The AIDS crisis hit like a plague straight out of a Greek myth, the kind the gods would send when they were feeling especially cruel.
Throughout the 1980s and well into the 1990s, it tore through the gay community with ruthless precision. A community that had already been bruised and battered by hatred now found itself facing something invisible, something that did not carry a knife or a bat, but a diagnosis. Three years. That was the number people whispered about. Three years of hospitals, of weight loss, of funerals. Three years of watching your own body betray you.
And worse than the sickness was what came with it.
Because AIDS did not just kill you. It labeled you. It dragged your private life into the open and nailed it to a billboard. In the 90s, that could be a death sentence all on its own.
That was what Will Byers was afraid of.
Not monsters from other dimensions. Not shadowy creatures with too many teeth. He had faced those already and survived.
He was afraid of people.
Of being outed. Of walking home at night and hearing footsteps quicken behind him. Of slurs muttered under someone’s breath. Of fists. Of spit on the pavement near his shoes. Of becoming a headline or a cautionary tale.
He was afraid of getting AIDS.
The same boy who used telekinesis to kill Demogorgon's through the Hive Mind now felt his chest tighten at the thought of a blood test
College was supposed to be freedom. That was what everyone said. The best years of your life. Parties, music blasting down dorm hallways, cheap pizza at two in the morning, new friends, late night laughter.
Will spent most of it inside.
Inside the small dorm room you both shared. Inside his own head.

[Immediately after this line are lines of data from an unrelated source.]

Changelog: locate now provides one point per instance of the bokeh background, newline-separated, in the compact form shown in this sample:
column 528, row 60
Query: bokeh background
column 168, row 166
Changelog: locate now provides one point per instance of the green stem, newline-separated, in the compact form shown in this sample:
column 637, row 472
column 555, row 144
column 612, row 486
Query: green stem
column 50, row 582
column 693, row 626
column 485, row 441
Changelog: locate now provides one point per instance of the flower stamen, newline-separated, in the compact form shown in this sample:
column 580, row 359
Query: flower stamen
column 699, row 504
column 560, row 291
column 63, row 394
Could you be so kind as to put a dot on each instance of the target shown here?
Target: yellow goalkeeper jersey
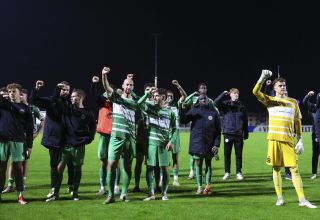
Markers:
(284, 116)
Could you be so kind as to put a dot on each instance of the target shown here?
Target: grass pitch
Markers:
(252, 198)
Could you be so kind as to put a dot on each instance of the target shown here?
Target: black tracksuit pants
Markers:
(237, 142)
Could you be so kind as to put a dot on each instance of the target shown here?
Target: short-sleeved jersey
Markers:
(192, 99)
(123, 116)
(175, 110)
(283, 114)
(36, 114)
(162, 124)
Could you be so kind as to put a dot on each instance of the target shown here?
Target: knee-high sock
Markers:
(277, 181)
(3, 170)
(191, 163)
(111, 175)
(297, 182)
(16, 166)
(102, 176)
(150, 170)
(117, 180)
(137, 170)
(70, 174)
(77, 178)
(175, 172)
(165, 181)
(126, 176)
(208, 175)
(199, 172)
(157, 175)
(10, 181)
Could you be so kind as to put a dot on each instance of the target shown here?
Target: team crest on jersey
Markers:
(268, 159)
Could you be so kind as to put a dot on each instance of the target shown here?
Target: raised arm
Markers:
(306, 101)
(105, 82)
(189, 98)
(181, 90)
(218, 99)
(257, 89)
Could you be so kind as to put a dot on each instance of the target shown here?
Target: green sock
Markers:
(191, 163)
(165, 181)
(208, 175)
(175, 172)
(102, 175)
(150, 179)
(199, 175)
(110, 180)
(10, 182)
(126, 177)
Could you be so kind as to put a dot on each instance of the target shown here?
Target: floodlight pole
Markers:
(156, 59)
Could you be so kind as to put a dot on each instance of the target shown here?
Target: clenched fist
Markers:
(105, 70)
(39, 84)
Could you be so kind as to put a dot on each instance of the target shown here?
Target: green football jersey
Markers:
(36, 114)
(124, 115)
(192, 99)
(162, 123)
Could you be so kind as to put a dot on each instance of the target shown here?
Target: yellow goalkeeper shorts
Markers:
(281, 154)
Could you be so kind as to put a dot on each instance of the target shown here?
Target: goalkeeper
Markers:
(284, 119)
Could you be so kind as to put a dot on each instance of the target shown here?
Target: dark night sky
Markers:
(223, 44)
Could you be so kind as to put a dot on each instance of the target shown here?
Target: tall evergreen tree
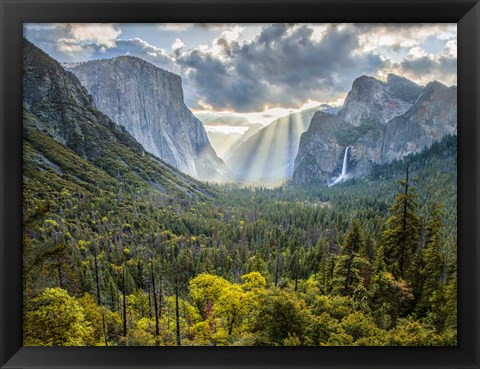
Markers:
(401, 237)
(432, 259)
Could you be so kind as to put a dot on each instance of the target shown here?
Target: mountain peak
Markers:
(148, 101)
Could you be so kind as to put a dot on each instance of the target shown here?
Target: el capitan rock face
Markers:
(375, 135)
(58, 112)
(148, 102)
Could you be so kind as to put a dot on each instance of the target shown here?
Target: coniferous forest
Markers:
(370, 262)
(330, 226)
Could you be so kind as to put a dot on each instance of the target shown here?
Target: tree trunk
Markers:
(99, 297)
(177, 317)
(155, 304)
(404, 227)
(124, 306)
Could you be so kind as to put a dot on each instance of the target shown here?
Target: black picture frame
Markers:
(466, 13)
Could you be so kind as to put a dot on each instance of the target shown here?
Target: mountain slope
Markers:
(371, 100)
(429, 118)
(66, 135)
(269, 155)
(148, 102)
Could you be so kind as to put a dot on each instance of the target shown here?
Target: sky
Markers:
(258, 72)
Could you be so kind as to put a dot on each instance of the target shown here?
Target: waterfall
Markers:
(345, 162)
(344, 175)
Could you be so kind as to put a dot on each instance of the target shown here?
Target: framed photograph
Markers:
(239, 184)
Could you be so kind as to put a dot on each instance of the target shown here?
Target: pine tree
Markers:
(401, 236)
(350, 266)
(432, 260)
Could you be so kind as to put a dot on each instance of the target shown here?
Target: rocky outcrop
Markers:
(56, 106)
(373, 101)
(148, 102)
(431, 115)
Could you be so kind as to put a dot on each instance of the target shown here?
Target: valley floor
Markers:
(370, 262)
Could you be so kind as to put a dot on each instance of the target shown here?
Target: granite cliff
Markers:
(380, 122)
(148, 102)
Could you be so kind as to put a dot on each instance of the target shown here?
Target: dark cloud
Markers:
(420, 67)
(283, 66)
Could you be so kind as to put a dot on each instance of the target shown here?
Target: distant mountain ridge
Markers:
(269, 155)
(148, 101)
(367, 124)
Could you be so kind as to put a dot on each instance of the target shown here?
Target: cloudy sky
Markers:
(262, 71)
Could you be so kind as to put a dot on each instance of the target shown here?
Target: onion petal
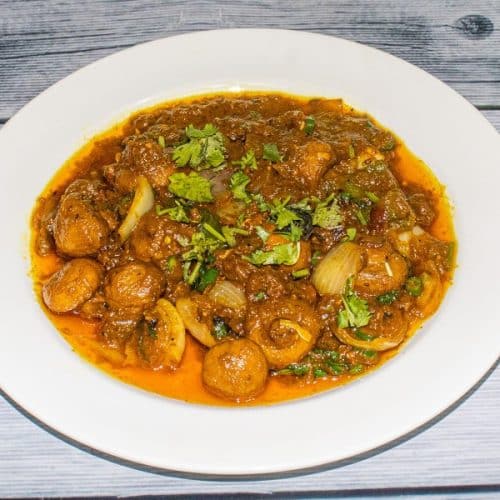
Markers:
(227, 294)
(336, 267)
(143, 202)
(188, 310)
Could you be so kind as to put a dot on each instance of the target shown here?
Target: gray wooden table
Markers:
(459, 42)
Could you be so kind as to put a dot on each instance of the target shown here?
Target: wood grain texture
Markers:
(462, 449)
(43, 41)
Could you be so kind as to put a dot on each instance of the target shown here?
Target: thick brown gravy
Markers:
(185, 382)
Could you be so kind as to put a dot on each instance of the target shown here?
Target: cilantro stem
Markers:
(194, 273)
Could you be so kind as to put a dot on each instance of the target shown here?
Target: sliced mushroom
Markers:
(163, 337)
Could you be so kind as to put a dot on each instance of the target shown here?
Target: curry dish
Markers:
(242, 248)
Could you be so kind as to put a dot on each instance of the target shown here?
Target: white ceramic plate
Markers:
(455, 349)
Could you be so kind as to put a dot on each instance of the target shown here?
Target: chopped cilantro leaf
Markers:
(372, 197)
(355, 313)
(414, 286)
(282, 215)
(171, 262)
(205, 278)
(247, 160)
(327, 214)
(361, 216)
(262, 233)
(301, 273)
(355, 369)
(260, 202)
(190, 187)
(319, 373)
(204, 149)
(270, 152)
(177, 213)
(388, 297)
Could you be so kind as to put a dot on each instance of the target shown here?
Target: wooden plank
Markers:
(43, 41)
(462, 449)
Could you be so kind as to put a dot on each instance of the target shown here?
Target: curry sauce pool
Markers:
(294, 240)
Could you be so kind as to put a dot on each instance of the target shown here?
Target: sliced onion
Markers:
(377, 344)
(188, 311)
(143, 202)
(227, 294)
(171, 332)
(332, 272)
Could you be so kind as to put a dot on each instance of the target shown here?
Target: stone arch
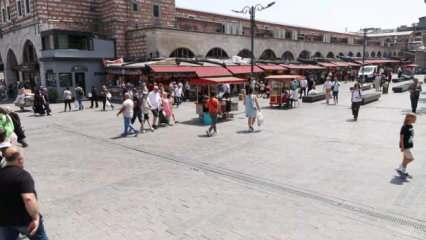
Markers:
(30, 66)
(305, 54)
(182, 53)
(287, 56)
(217, 53)
(12, 75)
(317, 55)
(268, 54)
(245, 53)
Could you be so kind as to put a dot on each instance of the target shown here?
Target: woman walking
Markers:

The old television on the dresser flickered constantly, its screen tinted slightly blue, the volume kept just low enough not to draw attention from the hallway. News reports. Specials. Documentaries. ABC running another segment about the spread of AIDS. Maps lighting up like war zones. Statistics ticking upward. Interviews where the narrator’s voice carried a subtle edge, as if the victims had somehow earned their fate.
They talked about people with the disease like they were something dangerous. Contagious in more ways than one. Like rabid animals that needed to be contained.
Will sat on the lower bunk, blanket wrapped tightly around his shoulders to keep the cold away. His shoes had been kicked off earlier and lay abandoned near the door. His hair fell into his eyes, and the glow of the television painted his face in pale light.
Pitiful was a harsh word for what you were seeing. But it hovered there anyway.
On screen, another anchor spoke about risk groups. About lifestyles. About consequences.
Will swallowed.
“Jesus..."
He didn't bother hiding the fear from you. Not when it was just the two of you in the room with the door closed and the blinds half drawn. He had never officially come out. No dramatic confession. No grand declaration. But the truth lived in the quiet spaces between you. In the way his voice changed when certain actors appeared on screen. In the way he flinched at certain jokes. In the way he watched the world like it was always waiting to catch him slipping.
You knew.
And he knew you knew.
He had his suspicions about you, too. Suspicions that you weren't exactly pin straight. But he would never ask.
He wouldn't ask, because in this world, being openly queer felt less like honesty and more like stepping into traffic and hoping the cars decided to swerve. And he didn't wish that on anyone.